Data: 2010-10-07 18:18:09
Temat: Re: Kiedy i jak mówić dziecku o śmierci mamy?
Od: medea <x...@p...fm>
Pokaż wszystkie nagłówki
W dniu 2010-10-07 19:34, Chiron pisze:
> Zależny- bardzo. Właśnie chodzi o to, co czujesz. Nie co sobie myślisz.
> Tu głową nic nie poradzisz. Ja odnoszę wrażenie, że Szaulo potrzebuje
> konkretnej procedury na wszelkie sytuacje życiowe- i to mnie niepokoi.
Ależ Tobie się wszystko pomyliło! On (czy ktokolwiek inny) powinien
przychodzić tutaj po to właśnie, żeby podzielić się myślami i poczytać,
co myślą inni, natomiast w swoim własnym życiu ZROBIĆ to, co czuje, że
jest dla niego odpowiednie i dobre.
NB A "warsztaty" to pewnie czucie i wiara, a nie procedury.
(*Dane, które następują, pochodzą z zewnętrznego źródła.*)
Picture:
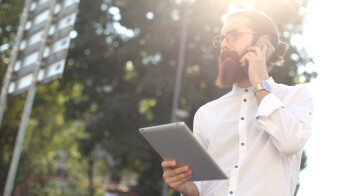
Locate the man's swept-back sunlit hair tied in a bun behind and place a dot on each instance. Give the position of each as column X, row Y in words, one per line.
column 261, row 23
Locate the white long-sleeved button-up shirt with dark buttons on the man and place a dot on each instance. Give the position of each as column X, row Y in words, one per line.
column 259, row 147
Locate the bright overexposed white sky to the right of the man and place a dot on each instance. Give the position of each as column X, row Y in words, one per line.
column 327, row 39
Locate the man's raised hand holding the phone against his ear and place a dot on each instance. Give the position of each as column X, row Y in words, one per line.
column 254, row 62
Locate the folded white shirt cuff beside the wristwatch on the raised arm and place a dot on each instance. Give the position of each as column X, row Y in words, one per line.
column 268, row 104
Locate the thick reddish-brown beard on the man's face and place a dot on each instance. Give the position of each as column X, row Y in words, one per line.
column 230, row 71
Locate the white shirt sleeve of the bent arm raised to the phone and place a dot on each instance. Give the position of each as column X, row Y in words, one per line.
column 289, row 124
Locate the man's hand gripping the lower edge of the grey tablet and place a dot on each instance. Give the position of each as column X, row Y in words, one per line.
column 177, row 178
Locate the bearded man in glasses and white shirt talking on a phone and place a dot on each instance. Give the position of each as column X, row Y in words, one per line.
column 256, row 132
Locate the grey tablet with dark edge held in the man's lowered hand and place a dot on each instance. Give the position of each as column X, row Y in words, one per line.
column 175, row 141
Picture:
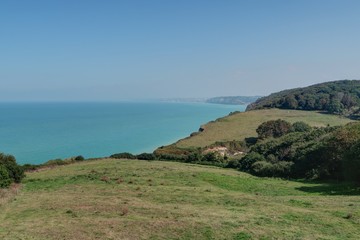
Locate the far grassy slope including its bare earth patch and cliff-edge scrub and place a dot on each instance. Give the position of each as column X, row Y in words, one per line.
column 232, row 136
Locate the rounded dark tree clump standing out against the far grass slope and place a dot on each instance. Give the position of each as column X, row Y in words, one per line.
column 273, row 128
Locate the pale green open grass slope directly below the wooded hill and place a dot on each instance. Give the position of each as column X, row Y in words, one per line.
column 243, row 125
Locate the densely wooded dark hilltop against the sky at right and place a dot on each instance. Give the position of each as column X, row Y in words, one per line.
column 339, row 97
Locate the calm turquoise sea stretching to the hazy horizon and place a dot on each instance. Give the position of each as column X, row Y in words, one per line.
column 37, row 132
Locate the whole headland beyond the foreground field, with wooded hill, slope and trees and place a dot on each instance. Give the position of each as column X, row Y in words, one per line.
column 273, row 138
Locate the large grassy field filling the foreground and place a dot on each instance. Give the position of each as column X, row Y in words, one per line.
column 131, row 199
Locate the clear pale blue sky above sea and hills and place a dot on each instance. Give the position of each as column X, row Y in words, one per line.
column 111, row 50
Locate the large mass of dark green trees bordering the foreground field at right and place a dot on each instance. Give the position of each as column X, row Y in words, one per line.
column 319, row 153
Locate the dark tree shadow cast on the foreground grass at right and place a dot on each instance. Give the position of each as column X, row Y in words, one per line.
column 330, row 188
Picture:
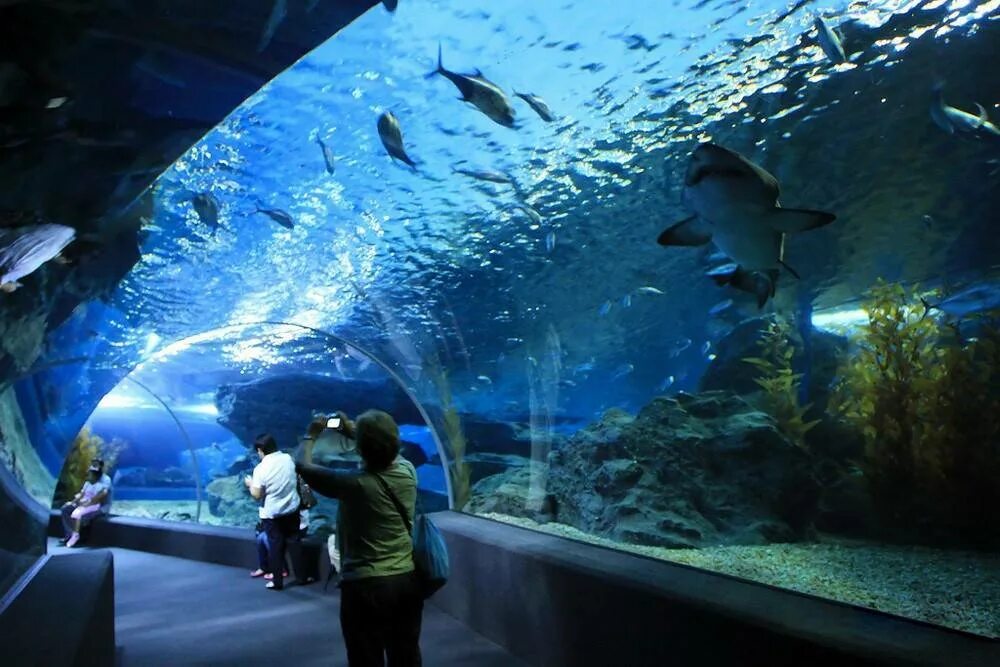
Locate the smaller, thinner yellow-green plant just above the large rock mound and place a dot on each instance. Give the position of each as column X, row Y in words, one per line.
column 780, row 383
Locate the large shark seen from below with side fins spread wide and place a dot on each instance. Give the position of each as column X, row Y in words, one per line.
column 735, row 205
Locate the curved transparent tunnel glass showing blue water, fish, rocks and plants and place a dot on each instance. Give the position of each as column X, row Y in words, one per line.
column 586, row 321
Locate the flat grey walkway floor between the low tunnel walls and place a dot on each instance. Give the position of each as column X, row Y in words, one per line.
column 172, row 611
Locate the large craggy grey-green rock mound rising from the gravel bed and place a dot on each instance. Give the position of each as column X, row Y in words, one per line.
column 690, row 471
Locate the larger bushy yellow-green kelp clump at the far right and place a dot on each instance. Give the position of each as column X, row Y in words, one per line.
column 927, row 401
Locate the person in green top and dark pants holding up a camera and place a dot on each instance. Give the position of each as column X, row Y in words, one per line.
column 381, row 604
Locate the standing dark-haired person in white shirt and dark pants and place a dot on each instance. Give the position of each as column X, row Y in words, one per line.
column 274, row 481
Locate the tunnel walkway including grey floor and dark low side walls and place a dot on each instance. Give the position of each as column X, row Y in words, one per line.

> Tak- dokładnie procedury. Brak mi w nim choćby odrobiny refleksji.
Refleksja jest myślą właśnie, nie emocją.
> Medeo
Nie pisz do mnie per "medeo". To mój nick, ale podpisuję się imieniem.
>- nie chcę go personalnie atakować- tak właśnie sam to odbieram-
> ale naprawdę nie czujesz żadnego dysonansu?
Jakiego dysonansu?
Jedyny dysonans, jaki czuję, to robienie ze zwykłego tematu do dyskusji
ataków personalnych.
> Zdaje się, że mamy tu zwykłe przeniesienie- po prostu IMO utożsamiłaś
> się z nim. Czy potrafisz całkiem na zimno ocenić jego postępowanie?
Mam ocenić pytanie, które zadał? - bo innego postępowania tu nie widzę.
To dobrze, że o tym myśli i przygotowuje się do tego.
> No tu już trochę przesadziłaś:-)
Nie sądzę. Chyba że się wypisujesz z grona rozsądnych.